Airport boss demands high-speed trains at Zaventem
High-speed trains must stop again at Brussels Airport as soon as possible. ‘The rails are already in place. It’s just a matter of ambition’, says Arnaud Feist, CEO of Brussels Airport. After the heavy blows of the corona crisis, the airport boss is aiming for a return to profit in 2022.
A year and a half ago, Feist spoke to us in the offices of Brussels Airport. Behind him lay a desolately empty tarmac and there was hardly any activity. That snapshot illustrated how disastrous the corona year 2020 would be financially. Brussels Airport received 6.7 million passengers that year – compared to 26.4 million in record year 2019 – and 147 million euros in red at the end of the year. The year before, there was still 76 million profit from the income statement.
The essence
- Arnaud Feist, the CEO of Brussels Airport, advocates an HST connection at the airport.

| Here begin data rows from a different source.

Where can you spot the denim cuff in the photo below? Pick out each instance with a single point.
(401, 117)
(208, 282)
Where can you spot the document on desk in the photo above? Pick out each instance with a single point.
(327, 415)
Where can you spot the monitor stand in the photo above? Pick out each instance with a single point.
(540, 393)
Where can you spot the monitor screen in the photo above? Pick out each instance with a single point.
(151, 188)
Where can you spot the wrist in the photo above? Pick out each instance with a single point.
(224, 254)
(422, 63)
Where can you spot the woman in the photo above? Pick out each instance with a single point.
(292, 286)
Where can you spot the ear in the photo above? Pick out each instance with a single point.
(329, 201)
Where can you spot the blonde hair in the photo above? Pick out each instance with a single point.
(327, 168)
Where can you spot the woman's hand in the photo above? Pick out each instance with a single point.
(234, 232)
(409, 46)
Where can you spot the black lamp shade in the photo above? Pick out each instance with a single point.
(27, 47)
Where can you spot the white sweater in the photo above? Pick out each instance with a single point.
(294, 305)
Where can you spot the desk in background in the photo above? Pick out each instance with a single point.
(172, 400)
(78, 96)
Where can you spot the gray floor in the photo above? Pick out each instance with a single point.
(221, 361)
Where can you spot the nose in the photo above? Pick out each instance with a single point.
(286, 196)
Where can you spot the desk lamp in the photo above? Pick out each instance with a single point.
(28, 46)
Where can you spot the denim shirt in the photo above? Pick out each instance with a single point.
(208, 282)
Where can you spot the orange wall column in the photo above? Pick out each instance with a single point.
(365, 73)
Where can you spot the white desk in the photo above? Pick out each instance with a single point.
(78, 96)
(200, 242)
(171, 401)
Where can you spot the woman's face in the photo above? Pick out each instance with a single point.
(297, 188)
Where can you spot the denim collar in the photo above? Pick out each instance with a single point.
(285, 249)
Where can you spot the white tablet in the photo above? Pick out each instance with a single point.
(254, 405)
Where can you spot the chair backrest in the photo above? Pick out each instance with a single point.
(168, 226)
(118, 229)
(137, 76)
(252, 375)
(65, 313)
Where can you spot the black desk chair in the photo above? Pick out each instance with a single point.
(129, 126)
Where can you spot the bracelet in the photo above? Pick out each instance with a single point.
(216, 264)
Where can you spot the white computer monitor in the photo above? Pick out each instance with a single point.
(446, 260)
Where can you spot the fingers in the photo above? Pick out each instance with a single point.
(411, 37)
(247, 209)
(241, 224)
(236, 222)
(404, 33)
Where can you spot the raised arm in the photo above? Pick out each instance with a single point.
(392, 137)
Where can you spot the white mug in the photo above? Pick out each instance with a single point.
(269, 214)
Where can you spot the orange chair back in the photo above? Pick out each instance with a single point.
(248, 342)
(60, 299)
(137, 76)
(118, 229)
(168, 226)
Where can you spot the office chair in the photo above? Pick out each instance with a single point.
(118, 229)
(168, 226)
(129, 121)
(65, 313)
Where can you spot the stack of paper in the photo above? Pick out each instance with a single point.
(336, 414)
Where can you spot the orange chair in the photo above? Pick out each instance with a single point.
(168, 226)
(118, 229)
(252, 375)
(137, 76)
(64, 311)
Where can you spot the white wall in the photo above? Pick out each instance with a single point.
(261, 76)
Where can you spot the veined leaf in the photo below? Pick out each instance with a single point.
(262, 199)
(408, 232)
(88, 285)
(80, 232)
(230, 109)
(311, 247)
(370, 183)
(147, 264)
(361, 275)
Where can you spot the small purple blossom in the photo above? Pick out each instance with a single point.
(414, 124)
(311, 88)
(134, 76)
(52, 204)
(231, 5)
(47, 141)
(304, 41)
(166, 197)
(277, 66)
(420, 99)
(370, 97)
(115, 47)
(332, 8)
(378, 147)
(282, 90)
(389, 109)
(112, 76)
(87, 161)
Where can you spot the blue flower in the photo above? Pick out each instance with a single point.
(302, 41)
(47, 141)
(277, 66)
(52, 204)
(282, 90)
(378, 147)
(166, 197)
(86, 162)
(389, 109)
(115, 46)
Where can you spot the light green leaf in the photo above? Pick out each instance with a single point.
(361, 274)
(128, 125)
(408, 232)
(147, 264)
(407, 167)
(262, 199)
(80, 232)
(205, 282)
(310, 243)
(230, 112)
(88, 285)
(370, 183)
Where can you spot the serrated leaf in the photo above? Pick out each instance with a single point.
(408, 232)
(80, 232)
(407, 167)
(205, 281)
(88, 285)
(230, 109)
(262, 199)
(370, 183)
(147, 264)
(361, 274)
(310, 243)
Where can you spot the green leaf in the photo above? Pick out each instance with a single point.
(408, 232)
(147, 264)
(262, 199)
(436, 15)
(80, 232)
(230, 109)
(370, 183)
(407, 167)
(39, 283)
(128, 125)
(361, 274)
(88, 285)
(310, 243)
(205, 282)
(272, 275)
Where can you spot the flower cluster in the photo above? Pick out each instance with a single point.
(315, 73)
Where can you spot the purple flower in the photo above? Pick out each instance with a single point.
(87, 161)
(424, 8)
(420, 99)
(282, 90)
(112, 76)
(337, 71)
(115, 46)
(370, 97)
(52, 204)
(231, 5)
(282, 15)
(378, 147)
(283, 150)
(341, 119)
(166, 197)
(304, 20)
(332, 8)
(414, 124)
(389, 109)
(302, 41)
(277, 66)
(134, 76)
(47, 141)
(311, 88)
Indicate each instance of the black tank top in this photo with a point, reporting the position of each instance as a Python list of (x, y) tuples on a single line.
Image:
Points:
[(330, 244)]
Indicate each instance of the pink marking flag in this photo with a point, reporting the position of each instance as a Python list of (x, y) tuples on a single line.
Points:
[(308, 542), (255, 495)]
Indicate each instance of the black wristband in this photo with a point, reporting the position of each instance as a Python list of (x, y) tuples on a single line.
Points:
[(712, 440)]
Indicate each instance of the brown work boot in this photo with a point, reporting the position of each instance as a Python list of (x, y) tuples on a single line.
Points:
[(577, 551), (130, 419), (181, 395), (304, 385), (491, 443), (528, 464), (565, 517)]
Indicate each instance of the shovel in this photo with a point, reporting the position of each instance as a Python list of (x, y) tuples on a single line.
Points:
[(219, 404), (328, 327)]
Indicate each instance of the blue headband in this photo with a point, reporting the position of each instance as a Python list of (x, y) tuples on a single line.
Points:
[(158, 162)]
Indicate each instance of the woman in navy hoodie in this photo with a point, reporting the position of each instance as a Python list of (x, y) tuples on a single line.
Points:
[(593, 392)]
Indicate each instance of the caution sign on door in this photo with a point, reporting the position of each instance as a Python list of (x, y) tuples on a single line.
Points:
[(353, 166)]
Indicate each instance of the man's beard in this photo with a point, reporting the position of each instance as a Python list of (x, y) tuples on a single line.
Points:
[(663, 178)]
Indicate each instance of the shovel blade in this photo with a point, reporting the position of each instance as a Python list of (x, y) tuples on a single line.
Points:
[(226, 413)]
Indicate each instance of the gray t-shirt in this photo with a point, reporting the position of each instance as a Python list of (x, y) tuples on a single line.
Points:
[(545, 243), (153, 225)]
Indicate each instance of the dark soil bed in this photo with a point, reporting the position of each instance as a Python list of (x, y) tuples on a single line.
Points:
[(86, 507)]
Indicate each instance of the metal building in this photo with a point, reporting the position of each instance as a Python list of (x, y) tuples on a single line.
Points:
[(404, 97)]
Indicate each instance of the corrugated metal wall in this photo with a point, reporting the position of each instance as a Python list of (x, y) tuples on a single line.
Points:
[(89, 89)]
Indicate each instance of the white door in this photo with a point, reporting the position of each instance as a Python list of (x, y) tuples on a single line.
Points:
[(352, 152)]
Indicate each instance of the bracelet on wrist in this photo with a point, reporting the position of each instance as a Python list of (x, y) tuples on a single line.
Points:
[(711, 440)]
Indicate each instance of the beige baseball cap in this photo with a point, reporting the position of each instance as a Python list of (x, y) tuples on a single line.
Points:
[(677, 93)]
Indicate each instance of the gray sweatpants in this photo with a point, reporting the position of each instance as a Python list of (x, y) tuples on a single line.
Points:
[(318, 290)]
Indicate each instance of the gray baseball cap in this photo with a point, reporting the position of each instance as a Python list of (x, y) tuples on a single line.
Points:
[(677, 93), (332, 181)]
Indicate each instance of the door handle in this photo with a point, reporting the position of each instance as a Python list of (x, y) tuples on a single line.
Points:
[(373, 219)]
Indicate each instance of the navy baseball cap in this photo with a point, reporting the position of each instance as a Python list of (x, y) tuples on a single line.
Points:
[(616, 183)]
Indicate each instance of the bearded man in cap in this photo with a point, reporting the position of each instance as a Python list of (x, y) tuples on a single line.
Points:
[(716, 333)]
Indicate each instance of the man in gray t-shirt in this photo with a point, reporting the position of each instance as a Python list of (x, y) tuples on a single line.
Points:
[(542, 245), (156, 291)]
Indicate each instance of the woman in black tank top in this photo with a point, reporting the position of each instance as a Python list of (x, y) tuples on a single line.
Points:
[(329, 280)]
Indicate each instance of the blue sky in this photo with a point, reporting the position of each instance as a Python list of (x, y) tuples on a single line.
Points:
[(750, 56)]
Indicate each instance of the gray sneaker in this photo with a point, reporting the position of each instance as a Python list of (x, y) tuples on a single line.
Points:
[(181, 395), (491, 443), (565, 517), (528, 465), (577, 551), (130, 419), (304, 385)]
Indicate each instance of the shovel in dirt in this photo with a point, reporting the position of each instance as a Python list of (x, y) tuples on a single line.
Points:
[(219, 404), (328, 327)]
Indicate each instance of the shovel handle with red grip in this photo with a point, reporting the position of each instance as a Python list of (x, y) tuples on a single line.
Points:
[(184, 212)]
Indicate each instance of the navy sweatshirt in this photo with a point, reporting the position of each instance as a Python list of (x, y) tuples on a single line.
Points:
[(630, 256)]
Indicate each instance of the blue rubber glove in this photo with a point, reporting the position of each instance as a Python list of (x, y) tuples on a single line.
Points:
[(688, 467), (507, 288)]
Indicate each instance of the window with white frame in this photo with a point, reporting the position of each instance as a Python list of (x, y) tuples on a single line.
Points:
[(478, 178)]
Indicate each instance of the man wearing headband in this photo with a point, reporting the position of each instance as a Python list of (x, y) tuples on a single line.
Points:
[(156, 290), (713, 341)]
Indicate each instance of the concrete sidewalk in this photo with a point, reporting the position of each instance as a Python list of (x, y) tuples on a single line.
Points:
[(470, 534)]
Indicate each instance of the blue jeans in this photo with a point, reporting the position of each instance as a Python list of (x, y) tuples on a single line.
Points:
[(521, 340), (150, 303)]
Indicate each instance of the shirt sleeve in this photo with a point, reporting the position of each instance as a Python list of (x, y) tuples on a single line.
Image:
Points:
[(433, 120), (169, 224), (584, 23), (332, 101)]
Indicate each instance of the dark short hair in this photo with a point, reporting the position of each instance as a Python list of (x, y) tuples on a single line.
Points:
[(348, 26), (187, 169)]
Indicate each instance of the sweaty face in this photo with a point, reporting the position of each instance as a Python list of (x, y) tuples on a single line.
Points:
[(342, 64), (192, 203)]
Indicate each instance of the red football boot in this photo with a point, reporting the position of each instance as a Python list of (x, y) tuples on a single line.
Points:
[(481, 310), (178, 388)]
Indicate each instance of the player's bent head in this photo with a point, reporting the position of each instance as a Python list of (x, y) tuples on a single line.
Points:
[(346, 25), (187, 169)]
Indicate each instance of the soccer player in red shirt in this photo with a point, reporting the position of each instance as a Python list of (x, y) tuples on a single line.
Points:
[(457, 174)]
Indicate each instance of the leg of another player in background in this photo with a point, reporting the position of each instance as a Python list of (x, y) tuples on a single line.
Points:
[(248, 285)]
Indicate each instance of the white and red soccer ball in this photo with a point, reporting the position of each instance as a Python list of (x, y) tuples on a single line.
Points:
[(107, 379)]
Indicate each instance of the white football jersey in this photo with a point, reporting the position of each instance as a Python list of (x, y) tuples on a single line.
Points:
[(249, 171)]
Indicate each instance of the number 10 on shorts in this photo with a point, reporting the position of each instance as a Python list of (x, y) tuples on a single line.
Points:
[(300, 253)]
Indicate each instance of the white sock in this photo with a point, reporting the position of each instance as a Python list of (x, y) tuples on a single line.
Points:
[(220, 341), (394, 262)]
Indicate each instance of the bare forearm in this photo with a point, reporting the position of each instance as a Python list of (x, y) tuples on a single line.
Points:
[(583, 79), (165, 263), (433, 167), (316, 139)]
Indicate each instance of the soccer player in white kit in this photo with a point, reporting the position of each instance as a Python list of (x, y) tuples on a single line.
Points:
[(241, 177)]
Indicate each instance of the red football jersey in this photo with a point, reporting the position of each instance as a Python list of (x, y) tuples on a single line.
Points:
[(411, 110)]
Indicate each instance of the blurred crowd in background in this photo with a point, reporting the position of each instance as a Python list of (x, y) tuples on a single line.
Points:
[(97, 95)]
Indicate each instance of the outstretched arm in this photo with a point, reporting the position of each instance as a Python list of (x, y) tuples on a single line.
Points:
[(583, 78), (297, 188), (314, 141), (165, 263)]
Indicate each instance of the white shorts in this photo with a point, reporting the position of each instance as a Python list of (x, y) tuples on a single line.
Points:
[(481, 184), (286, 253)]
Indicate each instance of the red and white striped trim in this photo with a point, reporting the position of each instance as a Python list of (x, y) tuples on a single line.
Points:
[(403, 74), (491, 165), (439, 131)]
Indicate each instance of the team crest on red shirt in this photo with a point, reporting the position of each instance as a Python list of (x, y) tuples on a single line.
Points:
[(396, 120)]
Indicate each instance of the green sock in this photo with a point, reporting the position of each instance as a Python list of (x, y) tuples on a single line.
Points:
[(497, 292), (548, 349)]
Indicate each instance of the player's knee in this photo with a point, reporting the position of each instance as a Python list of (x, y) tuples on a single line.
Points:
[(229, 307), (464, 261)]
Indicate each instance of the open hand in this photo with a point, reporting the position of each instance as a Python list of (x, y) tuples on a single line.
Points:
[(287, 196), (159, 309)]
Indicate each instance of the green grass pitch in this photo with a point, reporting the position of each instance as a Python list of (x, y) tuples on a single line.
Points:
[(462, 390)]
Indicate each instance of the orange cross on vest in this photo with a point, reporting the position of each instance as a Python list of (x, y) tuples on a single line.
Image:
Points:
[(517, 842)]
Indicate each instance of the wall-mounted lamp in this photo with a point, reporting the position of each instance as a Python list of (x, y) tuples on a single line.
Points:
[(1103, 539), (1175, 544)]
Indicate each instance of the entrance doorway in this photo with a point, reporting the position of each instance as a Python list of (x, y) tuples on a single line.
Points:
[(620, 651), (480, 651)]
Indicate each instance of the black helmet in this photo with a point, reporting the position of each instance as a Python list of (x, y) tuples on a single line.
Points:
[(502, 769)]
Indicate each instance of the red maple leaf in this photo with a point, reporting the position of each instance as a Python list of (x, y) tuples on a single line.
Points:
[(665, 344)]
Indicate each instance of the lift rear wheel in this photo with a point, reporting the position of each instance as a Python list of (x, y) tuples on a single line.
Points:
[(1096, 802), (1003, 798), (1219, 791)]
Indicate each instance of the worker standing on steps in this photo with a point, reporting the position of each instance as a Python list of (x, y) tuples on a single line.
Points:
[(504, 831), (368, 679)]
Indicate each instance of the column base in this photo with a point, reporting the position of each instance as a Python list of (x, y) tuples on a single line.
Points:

- According to him, Brussels Airport is struggling in this area from the competition, including Schiphol.
- The airport should clock in at 9.5 million passengers this year, significantly more than in 2020 (6.7 million) but far below the record set in 2019 (26.4 million).
- Brussels Airport will still suffer a lot this year. Feist hopes for a return to profit in 2022.
Feist is now speaking to us in the same chair as a year and a half ago. In the background is still the same asphalt, but this time with more activity. One corona year is not the other. “We will end 2021 with about 9.5 million passengers, about 50 percent more than in 2020,” he says. Cargo is growing by a third compared to 2020. ‘The recovery is there, but it is progressing very slowly.’ Since the beginning of September, all employees of the company have returned to work and are even being recruited for the time being. “The system of temporary unemployment was a blessing,” says the airport boss.
Holidays
The positive trends since the summer seem to continue in the rest of the year and early 2022. ‘The Belgians want to go on holiday. The Christmas holidays are looking good. And we hear that reservations are already coming in for Easter and next year’s summer holidays,” Feist said (the conversation took place before Wednesday’s Consultation Committee).
He does not want to give many details about how this will translate financially. The turnover of 2021? That would be roughly equal to the number of passengers. He is not yet counting on a profit. That will be ‘hopefully’ before 2022, if the pandemic does not spread, at least . ‘This year the loss will still amount to tens of millions of euros.’
There is no room for a dividend. That is for the second time a line through the account of the new shareholders who came on board at the end of 2019. But our shareholders are thinking long-term. They are aware of the elaborated steps we are doing to overcome this crisis,” says Feist.
TGVs
In order to connect even more passengers to Brussels, to offer them more services and to be even more sustainable, the CEO of Brussels Airport advocates connecting the airport to the HST or high-speed network. ‘Passengers getting off the plane should be able to take a train that will take them to Paris, Amsterdam or Cologne. Switching is not practical in Brussels South.’
The Belgians want to go on holiday. The Christmas holidays are looking good in that regard. And we hear that reservations are already coming in for Easter and next year’s summer vacation.
According to Feist, the financial picture has not been reached because of the problem in the HST file. ‘The rails are already in place. We have a train station below the airport. But it’s a matter of ambition.’ According to him, the plans must be accelerated, because the competition is not standing still. ‘Schiphol will offer HST connections to six European cities, including Brussels, in the medium term. Brussels South, easy to understand.’
Are there already consultations with the NMBS about the file? Yes, confirm Feist and Sophie Dutordoir, are equals on the Belgian railways. “The NMBS is in regular and constructive contact with the top of Brussels Airport to ensure that the airport is used as optimally as possible,” says the top woman of the NMBS. Dutordoir does not want to go into further detail.
Today, more than 80 Belgian cities are connected to the airport and more than 360 trains run daily, twelve per hour, to and from the airport.